= Magic Seeds =

2004 novel by V. S. Naipaul

First UK edition (publ. Picador)

Magic Seeds is a 2004 novel by British writer V. S. Naipaul published by Knopf in the US and Picador in the UK. The novel is set in India and Europe (Berlin and London). It has been compared with E. M. Forster's A Passage to India.

== Plot summary ==
Magic Seeds is a sequel to Naipaul's 2001 novel Half a Life. Magic Seeds takes over where "Half a Life" left off – with Willie Somerset Chandran, a transplanted Indian, living with his sister Sarojini in Berlin. He was forced to come to Germany after a revolution in an unnamed African country (presumably Mozambique) forced him into exile. He had spent 18 years in Africa, and is ill at ease in the urban European setting. His sister arranges for him to return to India and while there, he becomes involved with communist guerrillas. He accepts this mission, but without any real sense of commitment to the rebels cause. He is quickly disillusioned with the guerrillas – their personal shortcomings and the ill-advised tactics of the movement – but remains involved with them partly out of inertia and partly out of fear that his former comrades might kill him. Eventually he gets captured and imprisoned, and finds life in prison preferable to a life on the run.
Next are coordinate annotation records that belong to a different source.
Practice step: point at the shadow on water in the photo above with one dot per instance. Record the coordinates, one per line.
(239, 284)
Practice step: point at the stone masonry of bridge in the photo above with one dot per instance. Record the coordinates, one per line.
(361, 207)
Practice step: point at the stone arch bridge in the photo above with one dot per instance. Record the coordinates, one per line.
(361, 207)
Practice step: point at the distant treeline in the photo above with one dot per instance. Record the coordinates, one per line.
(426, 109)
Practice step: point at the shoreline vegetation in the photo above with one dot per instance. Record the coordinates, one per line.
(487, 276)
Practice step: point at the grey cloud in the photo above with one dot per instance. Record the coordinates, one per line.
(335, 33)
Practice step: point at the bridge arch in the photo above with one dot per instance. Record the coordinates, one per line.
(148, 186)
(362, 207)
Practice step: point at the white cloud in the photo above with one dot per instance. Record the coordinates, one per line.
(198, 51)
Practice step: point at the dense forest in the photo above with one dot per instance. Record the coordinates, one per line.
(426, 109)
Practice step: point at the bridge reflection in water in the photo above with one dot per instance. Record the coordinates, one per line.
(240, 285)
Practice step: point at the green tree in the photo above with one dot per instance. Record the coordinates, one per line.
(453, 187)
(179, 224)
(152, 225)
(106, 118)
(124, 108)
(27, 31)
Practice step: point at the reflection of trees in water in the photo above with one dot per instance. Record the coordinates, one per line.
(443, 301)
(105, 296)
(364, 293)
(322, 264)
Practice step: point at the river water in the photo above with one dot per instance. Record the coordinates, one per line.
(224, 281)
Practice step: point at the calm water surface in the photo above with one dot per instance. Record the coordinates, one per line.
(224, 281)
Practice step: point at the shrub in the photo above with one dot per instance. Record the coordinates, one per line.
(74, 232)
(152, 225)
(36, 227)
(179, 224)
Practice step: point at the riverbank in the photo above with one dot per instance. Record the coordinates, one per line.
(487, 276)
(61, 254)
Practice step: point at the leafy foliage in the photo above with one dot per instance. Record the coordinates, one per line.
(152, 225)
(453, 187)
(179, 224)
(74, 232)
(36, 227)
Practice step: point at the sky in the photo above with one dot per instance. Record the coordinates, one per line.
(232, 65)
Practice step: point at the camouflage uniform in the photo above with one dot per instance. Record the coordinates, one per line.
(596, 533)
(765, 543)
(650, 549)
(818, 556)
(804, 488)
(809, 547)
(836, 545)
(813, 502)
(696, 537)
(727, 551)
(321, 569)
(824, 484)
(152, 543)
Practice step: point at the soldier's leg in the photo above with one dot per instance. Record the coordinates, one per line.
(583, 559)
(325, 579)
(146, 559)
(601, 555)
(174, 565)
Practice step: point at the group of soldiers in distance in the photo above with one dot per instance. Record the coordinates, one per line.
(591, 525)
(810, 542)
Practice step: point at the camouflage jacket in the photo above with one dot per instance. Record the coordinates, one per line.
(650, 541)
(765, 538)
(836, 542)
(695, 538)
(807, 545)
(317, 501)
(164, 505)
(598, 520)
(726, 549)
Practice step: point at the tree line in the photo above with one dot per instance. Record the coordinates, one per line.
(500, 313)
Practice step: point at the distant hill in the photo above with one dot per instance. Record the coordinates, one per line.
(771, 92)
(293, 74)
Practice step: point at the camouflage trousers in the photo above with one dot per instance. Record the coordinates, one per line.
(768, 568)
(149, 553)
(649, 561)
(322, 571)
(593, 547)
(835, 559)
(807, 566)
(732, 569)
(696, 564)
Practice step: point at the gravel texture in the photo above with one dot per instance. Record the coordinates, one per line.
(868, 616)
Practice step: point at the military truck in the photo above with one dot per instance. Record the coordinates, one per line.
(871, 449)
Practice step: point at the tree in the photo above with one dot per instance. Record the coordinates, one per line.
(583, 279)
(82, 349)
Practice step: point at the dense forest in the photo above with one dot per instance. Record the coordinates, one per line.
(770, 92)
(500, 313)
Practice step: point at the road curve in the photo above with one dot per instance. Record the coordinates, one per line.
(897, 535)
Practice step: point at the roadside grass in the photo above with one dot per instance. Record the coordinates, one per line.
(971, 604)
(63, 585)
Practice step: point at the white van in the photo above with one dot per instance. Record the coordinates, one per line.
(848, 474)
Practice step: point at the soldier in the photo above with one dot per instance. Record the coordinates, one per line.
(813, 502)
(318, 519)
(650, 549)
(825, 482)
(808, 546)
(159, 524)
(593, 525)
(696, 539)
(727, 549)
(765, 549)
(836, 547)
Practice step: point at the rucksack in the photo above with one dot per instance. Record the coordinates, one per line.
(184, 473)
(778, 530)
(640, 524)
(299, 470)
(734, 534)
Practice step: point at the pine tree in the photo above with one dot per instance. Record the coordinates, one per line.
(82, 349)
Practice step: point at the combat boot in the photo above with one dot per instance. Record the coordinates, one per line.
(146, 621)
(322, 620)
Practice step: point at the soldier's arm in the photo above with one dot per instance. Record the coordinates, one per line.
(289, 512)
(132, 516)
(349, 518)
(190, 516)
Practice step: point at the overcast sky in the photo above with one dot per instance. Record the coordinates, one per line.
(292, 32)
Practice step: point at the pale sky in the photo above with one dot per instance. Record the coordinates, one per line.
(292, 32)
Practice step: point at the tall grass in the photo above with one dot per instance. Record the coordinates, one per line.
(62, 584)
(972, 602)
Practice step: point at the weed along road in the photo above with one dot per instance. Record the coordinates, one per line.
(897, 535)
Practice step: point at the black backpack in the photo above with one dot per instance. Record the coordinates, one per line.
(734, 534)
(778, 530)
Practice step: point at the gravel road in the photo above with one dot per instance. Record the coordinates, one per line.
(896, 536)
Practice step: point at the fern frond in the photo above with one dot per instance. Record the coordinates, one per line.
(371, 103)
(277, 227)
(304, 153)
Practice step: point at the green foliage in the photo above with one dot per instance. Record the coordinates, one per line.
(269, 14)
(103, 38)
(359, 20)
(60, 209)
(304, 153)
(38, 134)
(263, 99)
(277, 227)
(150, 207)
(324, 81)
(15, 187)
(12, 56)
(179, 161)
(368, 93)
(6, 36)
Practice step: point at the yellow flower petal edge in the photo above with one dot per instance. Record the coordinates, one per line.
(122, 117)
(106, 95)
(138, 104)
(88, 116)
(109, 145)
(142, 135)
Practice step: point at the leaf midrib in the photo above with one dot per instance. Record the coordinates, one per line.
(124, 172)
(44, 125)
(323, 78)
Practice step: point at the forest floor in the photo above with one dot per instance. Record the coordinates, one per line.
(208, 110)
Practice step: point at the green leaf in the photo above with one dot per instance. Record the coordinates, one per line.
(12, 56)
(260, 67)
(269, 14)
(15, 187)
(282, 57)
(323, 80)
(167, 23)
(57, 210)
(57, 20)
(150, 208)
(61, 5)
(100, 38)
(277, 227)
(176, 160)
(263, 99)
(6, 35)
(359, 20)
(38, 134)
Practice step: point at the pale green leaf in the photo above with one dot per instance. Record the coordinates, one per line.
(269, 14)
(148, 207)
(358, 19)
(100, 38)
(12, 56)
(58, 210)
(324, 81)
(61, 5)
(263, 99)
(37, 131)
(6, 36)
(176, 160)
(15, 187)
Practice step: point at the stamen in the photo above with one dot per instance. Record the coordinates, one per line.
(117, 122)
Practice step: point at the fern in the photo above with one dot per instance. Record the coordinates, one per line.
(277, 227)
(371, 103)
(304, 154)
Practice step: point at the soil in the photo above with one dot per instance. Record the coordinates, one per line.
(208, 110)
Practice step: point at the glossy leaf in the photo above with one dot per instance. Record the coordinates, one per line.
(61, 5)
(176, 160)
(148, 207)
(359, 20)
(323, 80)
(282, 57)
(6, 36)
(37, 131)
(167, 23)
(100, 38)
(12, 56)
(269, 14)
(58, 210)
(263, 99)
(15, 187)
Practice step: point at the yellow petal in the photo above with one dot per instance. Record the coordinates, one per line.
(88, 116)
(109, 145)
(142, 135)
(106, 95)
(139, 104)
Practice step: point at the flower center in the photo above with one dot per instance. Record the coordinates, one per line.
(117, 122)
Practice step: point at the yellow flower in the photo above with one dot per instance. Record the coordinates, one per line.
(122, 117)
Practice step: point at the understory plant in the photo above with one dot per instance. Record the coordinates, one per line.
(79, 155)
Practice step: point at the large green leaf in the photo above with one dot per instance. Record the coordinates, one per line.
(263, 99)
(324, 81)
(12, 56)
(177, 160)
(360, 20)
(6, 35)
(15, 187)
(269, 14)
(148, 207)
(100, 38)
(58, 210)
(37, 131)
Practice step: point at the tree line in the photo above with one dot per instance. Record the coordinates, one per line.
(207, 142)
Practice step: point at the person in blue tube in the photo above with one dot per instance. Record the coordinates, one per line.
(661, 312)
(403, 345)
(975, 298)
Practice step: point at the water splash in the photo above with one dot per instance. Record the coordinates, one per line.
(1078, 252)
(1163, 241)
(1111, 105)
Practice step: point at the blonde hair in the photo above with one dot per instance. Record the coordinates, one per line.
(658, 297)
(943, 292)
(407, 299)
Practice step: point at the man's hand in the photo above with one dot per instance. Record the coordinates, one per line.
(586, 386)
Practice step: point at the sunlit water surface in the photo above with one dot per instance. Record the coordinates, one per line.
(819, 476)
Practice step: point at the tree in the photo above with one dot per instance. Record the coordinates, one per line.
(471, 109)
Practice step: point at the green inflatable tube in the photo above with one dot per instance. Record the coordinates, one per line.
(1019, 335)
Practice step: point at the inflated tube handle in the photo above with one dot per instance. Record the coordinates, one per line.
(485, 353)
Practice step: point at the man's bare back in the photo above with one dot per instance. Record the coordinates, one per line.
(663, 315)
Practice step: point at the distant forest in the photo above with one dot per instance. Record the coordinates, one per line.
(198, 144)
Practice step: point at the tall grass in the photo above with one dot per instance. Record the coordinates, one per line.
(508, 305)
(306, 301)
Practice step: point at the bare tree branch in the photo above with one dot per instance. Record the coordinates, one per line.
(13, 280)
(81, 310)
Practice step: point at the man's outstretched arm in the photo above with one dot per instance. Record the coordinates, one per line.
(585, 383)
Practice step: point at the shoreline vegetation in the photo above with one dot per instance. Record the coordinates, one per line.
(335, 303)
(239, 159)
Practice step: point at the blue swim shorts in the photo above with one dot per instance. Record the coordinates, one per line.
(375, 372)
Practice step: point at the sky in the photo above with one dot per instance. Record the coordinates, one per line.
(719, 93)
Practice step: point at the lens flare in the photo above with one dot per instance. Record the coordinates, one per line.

He gets released from the prison when his English friend Roger arranges for an old collection of his short stories to be republished, which causes some embarrassment to the Indian government. Willie moves to London, and there he finds himself in an upper-middle class social set, and he slowly drifts into the life in the suburbs, with all its ironies and quiet sense of claustrophobia.